LEGAL: Chris Sainsbury (left), President of the Sporting Shooters Association of Australia Illawarra branch, pictured with hunting club chair Mark Banasiak.
LEGAL: Chris Sainsbury (left), President of the Sporting Shooters Association of Australia Illawarra branch, pictured with hunting club chair Mark Banasiak.

There’s nothing wrong with gun owners accumulating dozens of firearms – even as many as 141 – the president of the Sporting Shooters Association of Australia Illawarra branch said.

Chris Sainsbury was responding to government figures showing levels of gun ownership per postcode.

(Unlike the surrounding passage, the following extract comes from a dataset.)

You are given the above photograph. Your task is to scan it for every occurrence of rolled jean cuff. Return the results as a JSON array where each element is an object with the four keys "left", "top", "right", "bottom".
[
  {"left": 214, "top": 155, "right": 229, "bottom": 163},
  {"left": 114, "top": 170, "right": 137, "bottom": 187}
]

The Illawarra’s largest gun arsenal (aside from collectors) was 141 guns in Corrimal. Other major gun owners had 79 firearms (postcode 2517) and 62 (postcode 2502).

Mr Sainsbury said this was not sensational, as people had to get each weapon registered, and demonstrate a genuine reason for each one.

“The NSW Greens [say] law-abiding firearms owners are the problem here, and people are building up arsenals,” he said.

“They’re not arsenals. These people have gone through checks and balances and inspections and everything in between.

“I hold multiple firearms, of different calibre. They serve different purposes.

“I have a short action, I have a long action, I have particular firearms for sporting shooting events. I have firearms of a particular calibre for long-range shooting. I have them for hunting, I have them because I like them.”

Asked why someone needed 141 guns, Mr Sainsbury said they were legal.

“Why shouldn’t someone be able to have 141 guns? Why should people be able to have multiple cars?”

He said hardware stores had many hammers; kitchen stores had many knives, and guns were simply a tool.

Police Minister Troy Grant said each gun needed a separate permit and a “genuine reason” for owning it. “Registered firearms are subject to strict regulations with the owners having to undergo a range of criminal and suitability checks,” he said.